Kenneth_2003 said:
Heineken-Ashi said:
Logos Stick said:
Heineken-Ashi said:
Kenneth_2003 said:
Easy.
Stop paying interest on Bank reserves. Banks will shift to buying treasuries to hold reserves, this drastically increasing demand and driving down rates.
Without fed intervention or rate manipulation
They can't do that as it opens banks to market risk when they already have overexposure to unrealized losses with treasuries they hold from prior to 2022.
This FED created bank liquidity is what has kept the pump alive and kicked the can. This all started with BTFP in 2023.
Also, even if they did decide to end it, banks would be forced to create loans again. And there's no demand for loans. The economy would quickly crumble with all the warts bubbling to the surface.
If they are getting 4 now and start getting 0, then anything better than 0 is a win, especially if it's low risk, i.e. us treasuries. They would move money there, driving down yields. They don't need to loan it.
Some would move there. But treasuries are a huge jump in risk over FED free money, which is truly risk free. They would need to diversify to spread risk, and there's no borrowers right now for banks to lend to. And when the free 4+% stops coming in on HEAVY balances, the plumbing in the system starts to show stress.

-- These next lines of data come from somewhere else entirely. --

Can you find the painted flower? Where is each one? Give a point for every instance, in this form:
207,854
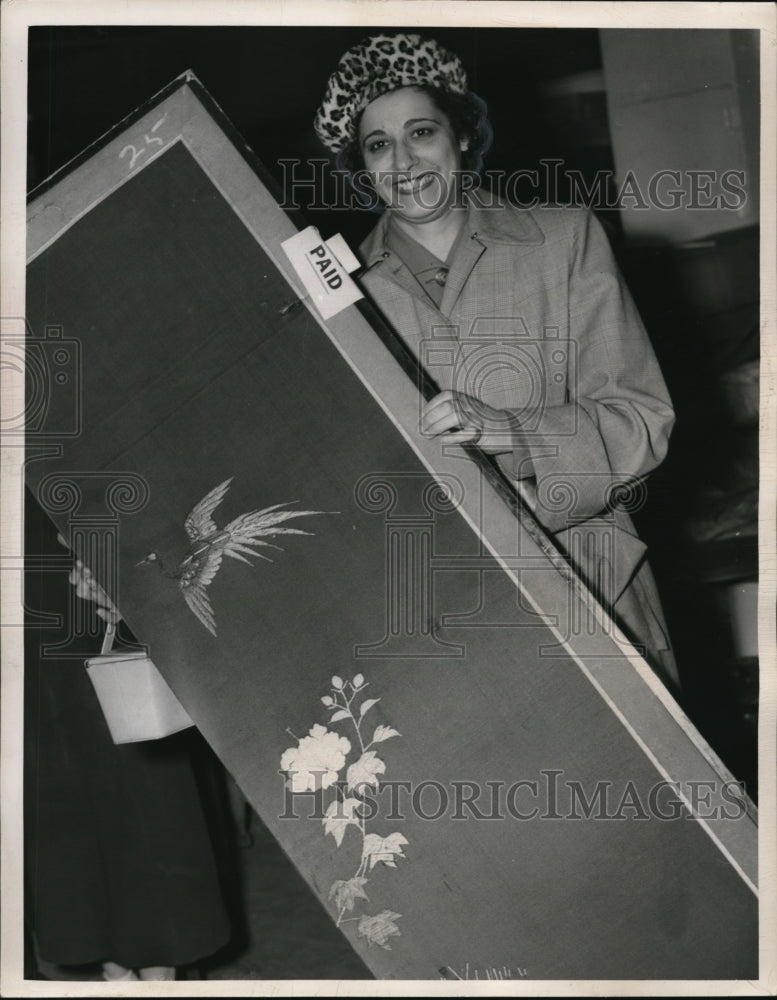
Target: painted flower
316,761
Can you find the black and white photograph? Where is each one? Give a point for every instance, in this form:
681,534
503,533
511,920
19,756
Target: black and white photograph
388,531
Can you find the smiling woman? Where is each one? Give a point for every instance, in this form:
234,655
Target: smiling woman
546,364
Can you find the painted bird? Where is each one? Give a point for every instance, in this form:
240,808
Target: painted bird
211,543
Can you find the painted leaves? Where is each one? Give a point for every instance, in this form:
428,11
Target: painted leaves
316,763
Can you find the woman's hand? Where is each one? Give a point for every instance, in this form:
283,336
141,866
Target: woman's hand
90,590
457,418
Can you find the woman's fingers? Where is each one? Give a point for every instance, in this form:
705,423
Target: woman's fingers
443,413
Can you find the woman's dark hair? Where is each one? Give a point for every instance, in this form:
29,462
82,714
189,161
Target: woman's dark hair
467,114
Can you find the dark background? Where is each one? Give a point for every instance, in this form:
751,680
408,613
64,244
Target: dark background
269,80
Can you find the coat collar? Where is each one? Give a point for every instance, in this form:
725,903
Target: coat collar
500,224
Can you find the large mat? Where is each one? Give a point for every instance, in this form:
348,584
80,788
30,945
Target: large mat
465,782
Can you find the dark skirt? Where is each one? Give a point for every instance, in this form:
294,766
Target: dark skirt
119,863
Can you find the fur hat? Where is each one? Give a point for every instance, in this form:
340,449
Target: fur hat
374,67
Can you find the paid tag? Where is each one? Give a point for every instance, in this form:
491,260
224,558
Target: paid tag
323,268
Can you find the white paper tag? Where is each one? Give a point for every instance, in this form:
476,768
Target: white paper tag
323,268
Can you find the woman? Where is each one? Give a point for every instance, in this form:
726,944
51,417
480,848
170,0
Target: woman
120,869
552,371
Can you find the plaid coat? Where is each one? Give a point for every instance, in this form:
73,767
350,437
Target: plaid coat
535,319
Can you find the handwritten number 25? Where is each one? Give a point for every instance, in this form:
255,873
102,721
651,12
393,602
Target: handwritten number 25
135,153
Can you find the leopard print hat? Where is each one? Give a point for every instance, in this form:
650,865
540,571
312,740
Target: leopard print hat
374,67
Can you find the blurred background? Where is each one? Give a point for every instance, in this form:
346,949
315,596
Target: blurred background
610,106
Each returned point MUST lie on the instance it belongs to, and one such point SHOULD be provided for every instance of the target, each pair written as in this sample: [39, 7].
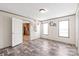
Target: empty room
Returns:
[39, 29]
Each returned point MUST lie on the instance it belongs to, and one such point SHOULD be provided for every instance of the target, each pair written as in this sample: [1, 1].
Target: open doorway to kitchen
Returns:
[26, 32]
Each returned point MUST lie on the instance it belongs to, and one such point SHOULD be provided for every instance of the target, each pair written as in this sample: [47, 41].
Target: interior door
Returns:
[17, 31]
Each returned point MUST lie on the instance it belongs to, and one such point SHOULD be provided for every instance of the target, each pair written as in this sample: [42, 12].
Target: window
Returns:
[63, 28]
[45, 28]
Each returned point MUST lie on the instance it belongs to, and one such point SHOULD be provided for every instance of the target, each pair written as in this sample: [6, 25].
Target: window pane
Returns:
[45, 28]
[63, 28]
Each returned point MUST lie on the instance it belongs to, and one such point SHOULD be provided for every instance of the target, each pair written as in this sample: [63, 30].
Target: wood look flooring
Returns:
[40, 47]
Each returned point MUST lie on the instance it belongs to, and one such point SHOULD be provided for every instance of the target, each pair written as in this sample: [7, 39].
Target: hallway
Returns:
[40, 47]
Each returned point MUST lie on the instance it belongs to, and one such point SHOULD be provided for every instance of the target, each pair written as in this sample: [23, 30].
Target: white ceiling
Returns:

I'm not discounting the important role of banks to the economy, but why is it the responsibility of the Fed, and by default the US Government, to buy them and keep them almost and alive? Additionally why is the Fed therefore pumping interest dollars to foreign banks similarly holding deposits with them?
Further if they are forced into treasuries and therefore driving down yield, that would then have a domino effect on interest rates as a whole.
You're implying borrowers aren't there because rates are too high. Well if banks are searching for other places to park money, then I'm increased supply of money needing to be loaned would drive rates down.
I'm not coming from a point of view of what is right, good, or necessary. My posts are nothing more than reporting the reality of the situation.
Every point of systematic stress since 2008 led to a band aid and can kick. In 2008 it was bank bailouts and QE, devaluing the currency and pushing the responsibility of avoiding calamity to the taxpayers. In 2020, it was the same exact thing on steroids. In 2023, the banking system was on the verge of massive runs and pending collapse. They couldn't QE any further with the emergence of extreme inflation. So they pulled another new, "never before used", magic lever by opening BTFP.. allowing banks to park cash at the FED and earn MORE on that money than they paid on money they borrowed from the FED. Free money. Literally. Then the public caught on to BTFP and they "closed the loophole" that they apparently didn't know existed (lol). Since then, BTFP has continued essentially, just at slightly lower rates and closer to market rate. Banks are sitting on hundreds of billions, maybe even trillions, of unrealized losses between treasury mismatch, CRE, and loans to shadow banks. Not to mention the massive credit bubble.
If banks are forced to go to the market with their money again, even the treasury market, their books will be exposed and they will opened back up to immediate risk.
And with reverse repo drained, there's nothing to tap for instant liquidity that won't immediately shock the global system.